I’ve been listening to the radio show On Being occasionally for years now. For a long time in Austin it was on really early, from 6am-7am Sunday mornings, I think. This coincided with runs I went on with my friend Dave every other week. So the radio would come on to wake me up, and I’d listen in bed until I could force myself to confront the darkness.
Krista Tippett, who hosts the show, is a gentle, probing, insightful and incisive interviewer with guests who are often similarly insightful and incisive leaders of religious and faith-related fields. I didn’t grow up with much religion – and have a lot to learn about many aspects of it – but her show is the first place I’ve heard serious, progressive, intellectual discussions about the power of faith and spirituality in our lives. It’s a compelling show and she’s a compelling host.
That said, I also know that she’s been through some difficult times that have challenged her beliefs and expectations and what she thought she knew about life and relationships.

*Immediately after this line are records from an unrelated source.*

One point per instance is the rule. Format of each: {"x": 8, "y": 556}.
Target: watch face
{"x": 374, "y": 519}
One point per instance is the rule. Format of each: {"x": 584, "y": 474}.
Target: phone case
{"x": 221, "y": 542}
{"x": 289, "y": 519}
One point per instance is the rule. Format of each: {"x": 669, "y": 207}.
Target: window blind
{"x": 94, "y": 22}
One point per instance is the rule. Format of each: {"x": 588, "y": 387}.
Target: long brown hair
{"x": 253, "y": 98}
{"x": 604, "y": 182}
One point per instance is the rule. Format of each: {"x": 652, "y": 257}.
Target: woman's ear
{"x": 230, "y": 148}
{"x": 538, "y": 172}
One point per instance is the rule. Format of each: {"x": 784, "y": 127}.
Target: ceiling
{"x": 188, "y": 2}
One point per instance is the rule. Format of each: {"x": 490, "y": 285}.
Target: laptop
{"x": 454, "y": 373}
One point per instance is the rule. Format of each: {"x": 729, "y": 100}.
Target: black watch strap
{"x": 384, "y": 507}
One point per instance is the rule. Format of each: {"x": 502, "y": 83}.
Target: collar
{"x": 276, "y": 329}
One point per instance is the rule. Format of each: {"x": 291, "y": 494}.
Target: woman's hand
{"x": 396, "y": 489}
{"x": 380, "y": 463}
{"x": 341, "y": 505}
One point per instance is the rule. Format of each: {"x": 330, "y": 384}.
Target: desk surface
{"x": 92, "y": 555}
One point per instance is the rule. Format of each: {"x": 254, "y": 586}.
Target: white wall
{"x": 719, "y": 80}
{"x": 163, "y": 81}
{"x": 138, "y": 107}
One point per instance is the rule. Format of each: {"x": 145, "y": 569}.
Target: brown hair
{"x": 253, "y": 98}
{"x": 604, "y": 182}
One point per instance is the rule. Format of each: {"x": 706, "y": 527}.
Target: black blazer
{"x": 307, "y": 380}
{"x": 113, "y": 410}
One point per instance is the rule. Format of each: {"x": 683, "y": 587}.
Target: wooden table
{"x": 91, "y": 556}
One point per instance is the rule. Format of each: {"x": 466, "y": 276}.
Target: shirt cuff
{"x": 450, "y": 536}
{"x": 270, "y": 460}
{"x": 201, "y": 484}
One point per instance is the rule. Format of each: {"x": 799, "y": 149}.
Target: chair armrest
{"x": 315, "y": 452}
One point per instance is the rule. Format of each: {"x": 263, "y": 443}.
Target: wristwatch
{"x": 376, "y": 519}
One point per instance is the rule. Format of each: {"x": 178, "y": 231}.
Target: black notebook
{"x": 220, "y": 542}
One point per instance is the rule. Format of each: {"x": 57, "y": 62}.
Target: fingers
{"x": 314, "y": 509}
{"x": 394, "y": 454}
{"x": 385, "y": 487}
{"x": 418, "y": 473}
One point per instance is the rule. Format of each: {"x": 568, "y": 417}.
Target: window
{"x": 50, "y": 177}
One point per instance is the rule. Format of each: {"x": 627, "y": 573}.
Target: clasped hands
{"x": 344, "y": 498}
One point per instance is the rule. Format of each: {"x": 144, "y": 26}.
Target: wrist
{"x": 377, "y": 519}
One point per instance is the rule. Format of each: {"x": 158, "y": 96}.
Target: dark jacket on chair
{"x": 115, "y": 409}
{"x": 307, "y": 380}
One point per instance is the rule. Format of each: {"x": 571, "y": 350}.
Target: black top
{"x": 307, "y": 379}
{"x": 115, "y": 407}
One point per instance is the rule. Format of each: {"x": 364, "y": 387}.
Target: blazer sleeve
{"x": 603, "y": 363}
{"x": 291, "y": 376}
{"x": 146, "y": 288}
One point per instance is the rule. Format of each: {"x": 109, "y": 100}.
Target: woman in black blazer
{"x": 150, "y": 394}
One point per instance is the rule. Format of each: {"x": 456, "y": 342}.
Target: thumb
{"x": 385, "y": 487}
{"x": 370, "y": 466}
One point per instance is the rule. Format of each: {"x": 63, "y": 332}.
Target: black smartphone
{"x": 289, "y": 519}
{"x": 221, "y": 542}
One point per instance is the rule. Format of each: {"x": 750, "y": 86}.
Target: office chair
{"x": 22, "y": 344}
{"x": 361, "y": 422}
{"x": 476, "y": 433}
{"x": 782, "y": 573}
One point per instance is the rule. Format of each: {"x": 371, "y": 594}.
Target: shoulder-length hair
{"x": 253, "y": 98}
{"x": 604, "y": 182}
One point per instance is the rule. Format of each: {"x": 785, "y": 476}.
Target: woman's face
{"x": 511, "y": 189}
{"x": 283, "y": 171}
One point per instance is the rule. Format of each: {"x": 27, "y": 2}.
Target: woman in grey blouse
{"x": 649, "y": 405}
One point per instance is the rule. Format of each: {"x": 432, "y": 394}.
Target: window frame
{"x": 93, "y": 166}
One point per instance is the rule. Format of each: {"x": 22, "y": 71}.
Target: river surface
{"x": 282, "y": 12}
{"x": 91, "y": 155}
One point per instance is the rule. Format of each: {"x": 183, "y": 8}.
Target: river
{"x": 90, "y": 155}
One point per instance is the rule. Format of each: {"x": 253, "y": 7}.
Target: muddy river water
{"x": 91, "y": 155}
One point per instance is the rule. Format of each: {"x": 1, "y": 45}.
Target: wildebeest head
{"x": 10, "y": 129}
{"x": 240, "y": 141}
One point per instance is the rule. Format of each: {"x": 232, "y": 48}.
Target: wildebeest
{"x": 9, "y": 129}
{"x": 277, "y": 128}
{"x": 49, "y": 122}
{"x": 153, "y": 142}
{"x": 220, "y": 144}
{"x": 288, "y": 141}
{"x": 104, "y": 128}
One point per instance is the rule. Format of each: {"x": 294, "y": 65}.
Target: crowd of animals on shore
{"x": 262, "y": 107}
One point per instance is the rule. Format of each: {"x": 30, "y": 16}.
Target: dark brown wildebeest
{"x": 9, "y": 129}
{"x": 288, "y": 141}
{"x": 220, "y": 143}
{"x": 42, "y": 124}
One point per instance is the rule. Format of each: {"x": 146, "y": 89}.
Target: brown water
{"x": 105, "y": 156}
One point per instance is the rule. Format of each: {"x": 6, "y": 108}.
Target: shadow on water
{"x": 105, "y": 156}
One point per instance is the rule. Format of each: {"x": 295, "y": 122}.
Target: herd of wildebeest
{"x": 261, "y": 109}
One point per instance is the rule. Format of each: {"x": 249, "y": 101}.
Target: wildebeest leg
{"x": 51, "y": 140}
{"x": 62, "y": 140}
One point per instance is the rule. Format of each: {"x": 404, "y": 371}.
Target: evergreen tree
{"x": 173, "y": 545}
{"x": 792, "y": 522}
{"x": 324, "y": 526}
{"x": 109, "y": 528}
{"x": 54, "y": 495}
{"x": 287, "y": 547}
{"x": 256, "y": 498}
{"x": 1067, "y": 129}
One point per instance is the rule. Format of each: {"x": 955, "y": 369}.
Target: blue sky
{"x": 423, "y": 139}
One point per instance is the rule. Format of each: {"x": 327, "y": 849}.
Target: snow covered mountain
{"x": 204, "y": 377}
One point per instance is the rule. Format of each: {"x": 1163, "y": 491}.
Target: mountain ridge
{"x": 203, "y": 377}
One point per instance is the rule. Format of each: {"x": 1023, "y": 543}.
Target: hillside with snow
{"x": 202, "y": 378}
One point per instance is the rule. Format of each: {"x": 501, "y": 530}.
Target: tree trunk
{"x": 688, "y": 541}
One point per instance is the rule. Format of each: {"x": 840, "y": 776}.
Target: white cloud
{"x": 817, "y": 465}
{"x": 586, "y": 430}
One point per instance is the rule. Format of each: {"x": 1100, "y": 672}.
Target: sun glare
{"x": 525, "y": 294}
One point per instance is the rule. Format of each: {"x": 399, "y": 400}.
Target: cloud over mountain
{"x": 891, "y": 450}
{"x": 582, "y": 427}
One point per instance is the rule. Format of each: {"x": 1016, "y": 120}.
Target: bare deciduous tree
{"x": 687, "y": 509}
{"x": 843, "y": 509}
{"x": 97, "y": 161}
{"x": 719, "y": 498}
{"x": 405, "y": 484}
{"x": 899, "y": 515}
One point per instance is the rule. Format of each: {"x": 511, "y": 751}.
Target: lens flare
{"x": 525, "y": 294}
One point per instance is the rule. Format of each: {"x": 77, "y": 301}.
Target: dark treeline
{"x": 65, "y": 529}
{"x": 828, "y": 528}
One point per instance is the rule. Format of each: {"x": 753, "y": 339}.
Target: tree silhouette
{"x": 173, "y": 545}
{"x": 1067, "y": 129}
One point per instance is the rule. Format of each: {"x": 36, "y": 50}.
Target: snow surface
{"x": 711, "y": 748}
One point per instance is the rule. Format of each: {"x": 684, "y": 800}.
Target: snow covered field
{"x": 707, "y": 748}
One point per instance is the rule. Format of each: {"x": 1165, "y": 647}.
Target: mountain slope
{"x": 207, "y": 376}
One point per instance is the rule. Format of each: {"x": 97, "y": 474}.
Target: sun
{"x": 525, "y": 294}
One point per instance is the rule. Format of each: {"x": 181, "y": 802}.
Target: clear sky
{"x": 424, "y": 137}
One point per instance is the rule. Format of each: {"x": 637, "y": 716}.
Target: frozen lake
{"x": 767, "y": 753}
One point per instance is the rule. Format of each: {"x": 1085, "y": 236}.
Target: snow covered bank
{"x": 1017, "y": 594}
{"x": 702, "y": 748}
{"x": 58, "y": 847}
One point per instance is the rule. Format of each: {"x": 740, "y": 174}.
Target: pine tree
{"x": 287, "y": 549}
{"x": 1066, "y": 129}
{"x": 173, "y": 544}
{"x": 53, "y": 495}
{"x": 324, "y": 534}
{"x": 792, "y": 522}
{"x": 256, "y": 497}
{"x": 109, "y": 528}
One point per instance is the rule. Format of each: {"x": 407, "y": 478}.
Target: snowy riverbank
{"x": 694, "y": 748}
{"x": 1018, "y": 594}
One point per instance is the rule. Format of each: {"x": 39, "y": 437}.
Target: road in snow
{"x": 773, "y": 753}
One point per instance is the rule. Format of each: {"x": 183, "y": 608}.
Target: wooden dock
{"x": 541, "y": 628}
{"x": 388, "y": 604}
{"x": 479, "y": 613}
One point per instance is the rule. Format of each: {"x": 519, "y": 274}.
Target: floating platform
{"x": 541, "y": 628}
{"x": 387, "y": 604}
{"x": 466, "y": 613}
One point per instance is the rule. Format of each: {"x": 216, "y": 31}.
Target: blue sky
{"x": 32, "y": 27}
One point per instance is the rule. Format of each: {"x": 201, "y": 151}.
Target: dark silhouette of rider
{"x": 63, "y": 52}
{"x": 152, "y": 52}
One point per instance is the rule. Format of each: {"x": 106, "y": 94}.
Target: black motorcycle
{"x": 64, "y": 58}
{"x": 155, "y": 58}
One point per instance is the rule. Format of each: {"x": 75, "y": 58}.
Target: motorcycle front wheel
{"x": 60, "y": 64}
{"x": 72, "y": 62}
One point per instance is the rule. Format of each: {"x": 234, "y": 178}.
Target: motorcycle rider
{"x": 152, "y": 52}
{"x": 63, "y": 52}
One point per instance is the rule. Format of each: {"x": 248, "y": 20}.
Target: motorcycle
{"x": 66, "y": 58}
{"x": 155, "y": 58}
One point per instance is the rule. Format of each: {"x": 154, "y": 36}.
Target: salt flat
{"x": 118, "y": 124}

I found this essay she wrote and found familiar and admirable language in it.
This passage…
I had to begin a new adventure, and it feels like a great frontier: to walk through the world and be loving, to practice love across relationships and encounters—not just with those close to me, but also with strangers and with people who drive me a little crazy. I have a lot of experience with this already in my history of love, too. We all do. Even in the circles of people we know and love the best, there are those who drive us a slightly nuts and who forever remain a puzzle. But love, on a daily basis in our most intimate spaces, has everything to do with small gestures and gentle words at the right moment, whether I feel them perfectly or not.
…. reminds me a bit of how I think my mother tried to live. She never described anything like this at a high level, but her behavior mirrored the description, giving people the benefit of the doubt and trying to find goodness in challenging people and in those she disagreed with (with occasional exceptions). It’s something I aspire to as well, mostly instinctively (probably learned).
Anyway, the whole essay is worth reading. It’s helpful to read in a time of disillusion and difficulty and fragility.